# Trap or Snare for Coyote Fence Crossing?



## Davexx1

Coyote trappers:

I have found where some coyotes are crossing under the bottom strand of a barbed wire fence.  The trail and crossing is well defined, narrow, and appears to be used daily.

Seems like a perfect place for a snare, but what would be best?

Do snares work well for coyotes?

This will be a coyote removal effort.

Thanks, Dave


----------



## boarbutcher

Yeah the snares will work on the yotes. If you can get your hands on the predator maddnes 3 dvd it shows how to make them and set them out. They catch alot w/them on fences.


----------



## GAJoe

Don't let the Game Warden find a snare more than 10 ft from water, according to my local Game Warden. And you'll have to get a trapping license, I.D. tag your traps,........
http://www.georgiawildlife.org/documentdetail.aspx?docid=16&pageid=1&category=fishing
GAJoe


----------



## watashot89

GAJoe said:


> Don't let the Game Warden find a snare more than 10 ft from water, according to my local Game Warden. And you'll have to get a trapping license, I.D. tag your traps,........
> http://www.georgiawildlife.org/documentdetail.aspx?docid=16&pageid=1&category=fishing
> GAJoe




Yeah, snares are illegal in GA unless within 10 ft from water for beaver.


----------



## siberian1

Snares are illegal and Im glad they are.


----------



## deedly

Why not just set a steel trap there. Snares are legal for beavers only and must be within 10 feet of the water like mentioned above, but if you need one I have some. I could part with one. Just PM me.


----------



## John Porter

Trail sets before and after the fence will catch yotes. Put the trap on a drag and the area will be saved for another trap. Set steppings sticks infront and back of trap to gide the foot into the trap.


----------



## Throwback

deedly said:


> Why not just set a steel trap there. Snares are legal for beavers only and must be within 10 feet of the water like mentioned above, but if you need one I have some. I could part with one. Just PM me.
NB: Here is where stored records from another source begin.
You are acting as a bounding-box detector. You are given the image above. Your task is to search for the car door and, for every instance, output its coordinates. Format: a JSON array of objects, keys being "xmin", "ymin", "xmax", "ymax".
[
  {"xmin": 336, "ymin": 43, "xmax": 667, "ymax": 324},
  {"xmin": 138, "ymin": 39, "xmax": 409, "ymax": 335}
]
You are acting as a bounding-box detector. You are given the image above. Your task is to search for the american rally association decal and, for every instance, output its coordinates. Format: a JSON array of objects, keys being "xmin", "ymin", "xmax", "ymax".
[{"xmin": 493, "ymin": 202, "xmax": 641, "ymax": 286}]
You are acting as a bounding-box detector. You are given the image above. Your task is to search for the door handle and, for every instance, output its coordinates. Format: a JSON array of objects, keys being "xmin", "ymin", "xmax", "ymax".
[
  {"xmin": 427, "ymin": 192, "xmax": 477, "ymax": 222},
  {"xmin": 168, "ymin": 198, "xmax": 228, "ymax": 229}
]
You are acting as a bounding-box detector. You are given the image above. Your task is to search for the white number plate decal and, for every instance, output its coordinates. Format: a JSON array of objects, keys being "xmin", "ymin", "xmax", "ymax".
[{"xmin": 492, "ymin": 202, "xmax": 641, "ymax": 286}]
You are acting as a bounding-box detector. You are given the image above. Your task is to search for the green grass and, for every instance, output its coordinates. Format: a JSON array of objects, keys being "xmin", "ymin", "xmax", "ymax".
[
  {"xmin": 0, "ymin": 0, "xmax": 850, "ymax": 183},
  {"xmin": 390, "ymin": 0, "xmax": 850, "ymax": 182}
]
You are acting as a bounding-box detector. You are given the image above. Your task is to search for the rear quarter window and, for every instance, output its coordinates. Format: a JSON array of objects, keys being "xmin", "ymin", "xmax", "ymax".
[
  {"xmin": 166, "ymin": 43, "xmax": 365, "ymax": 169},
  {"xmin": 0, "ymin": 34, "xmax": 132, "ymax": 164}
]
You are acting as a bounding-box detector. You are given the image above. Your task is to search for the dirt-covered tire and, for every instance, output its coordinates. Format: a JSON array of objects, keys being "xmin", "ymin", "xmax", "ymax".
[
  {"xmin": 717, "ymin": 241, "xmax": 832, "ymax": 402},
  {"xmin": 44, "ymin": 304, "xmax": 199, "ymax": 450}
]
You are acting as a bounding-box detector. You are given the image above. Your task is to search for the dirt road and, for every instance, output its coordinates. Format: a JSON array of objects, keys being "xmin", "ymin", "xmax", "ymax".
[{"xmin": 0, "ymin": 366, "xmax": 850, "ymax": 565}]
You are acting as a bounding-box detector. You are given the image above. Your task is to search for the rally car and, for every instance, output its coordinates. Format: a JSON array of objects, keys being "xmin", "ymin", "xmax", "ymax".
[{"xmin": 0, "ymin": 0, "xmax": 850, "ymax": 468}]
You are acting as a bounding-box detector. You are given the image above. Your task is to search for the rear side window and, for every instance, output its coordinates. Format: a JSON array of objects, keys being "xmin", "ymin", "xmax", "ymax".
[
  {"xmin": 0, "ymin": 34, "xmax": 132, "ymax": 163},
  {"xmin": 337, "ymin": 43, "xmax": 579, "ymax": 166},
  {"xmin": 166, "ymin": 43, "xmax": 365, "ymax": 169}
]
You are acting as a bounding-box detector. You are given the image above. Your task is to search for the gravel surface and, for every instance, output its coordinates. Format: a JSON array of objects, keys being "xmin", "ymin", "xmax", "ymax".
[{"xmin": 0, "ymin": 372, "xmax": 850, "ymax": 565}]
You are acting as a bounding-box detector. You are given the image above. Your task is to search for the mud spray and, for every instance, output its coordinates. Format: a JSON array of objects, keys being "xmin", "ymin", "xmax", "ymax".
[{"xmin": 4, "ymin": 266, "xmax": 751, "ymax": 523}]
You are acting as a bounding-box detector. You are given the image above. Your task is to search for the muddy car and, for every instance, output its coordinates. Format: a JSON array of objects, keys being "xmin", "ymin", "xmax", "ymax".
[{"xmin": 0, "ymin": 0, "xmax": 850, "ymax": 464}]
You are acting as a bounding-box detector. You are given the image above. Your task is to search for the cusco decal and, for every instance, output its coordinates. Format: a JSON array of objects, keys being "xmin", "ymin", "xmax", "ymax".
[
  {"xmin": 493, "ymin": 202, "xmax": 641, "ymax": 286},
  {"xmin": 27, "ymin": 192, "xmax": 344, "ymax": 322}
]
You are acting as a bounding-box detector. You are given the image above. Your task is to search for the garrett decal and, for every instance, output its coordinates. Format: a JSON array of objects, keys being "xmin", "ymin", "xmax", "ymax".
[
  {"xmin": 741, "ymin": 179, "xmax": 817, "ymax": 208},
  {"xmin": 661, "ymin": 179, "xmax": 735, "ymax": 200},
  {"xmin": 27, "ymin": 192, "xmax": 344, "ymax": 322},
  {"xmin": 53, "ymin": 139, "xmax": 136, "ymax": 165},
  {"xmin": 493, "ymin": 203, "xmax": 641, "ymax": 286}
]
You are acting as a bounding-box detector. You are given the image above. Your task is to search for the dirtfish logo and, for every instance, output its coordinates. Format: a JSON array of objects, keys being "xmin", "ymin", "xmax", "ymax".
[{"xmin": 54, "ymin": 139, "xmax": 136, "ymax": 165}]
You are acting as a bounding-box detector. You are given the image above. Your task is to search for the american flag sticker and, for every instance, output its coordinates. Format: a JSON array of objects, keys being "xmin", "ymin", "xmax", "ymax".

Steel traps are illegal in Fl. 

T


----------



## Davexx1

From what I have read, there is much more to "trapping" coyotes than just setting a trap.  It seems the new traps have to be boiled, seasoned, dyed, waxed, and some other stuff.  The set location has to be carefully selected and prepared in 100% scent free conditions, special scent bait/attractant has to be used, wax paper over trigger pan, then sift dirt all over it all.  I am sure there is more to it than that and definitely is not as easy as it sounds.

Dave


----------



## Throwback

Davexx1 said:


> From what I have read, there is much more to "trapping" coyotes than just setting a trap.  It seems the new traps have to be boiled, seasoned, dyed, waxed, and some other stuff.  The set location has to be carefully selected and prepared in 100% scent free conditions, special scent bait/attractant has to be used, wax paper over trigger pan, then sift dirt all over it all.  I am sure there is more to it than that and definitely is not as easy as it sounds.
> 
> Dave



It's a LOT more complex than many want you to believe. 


T


----------



## watashot89

Just set some legholds a couple feet away from the fence and about a foot off his trail. So when he comes through it'll be right there for him to see.


----------



## ToLog

Throwback said:


> It's a LOT more complex than many want you to believe.
> 
> 
> T



so, is the intent to reduce the amount of discussion related to the use of snares in legimate configurations?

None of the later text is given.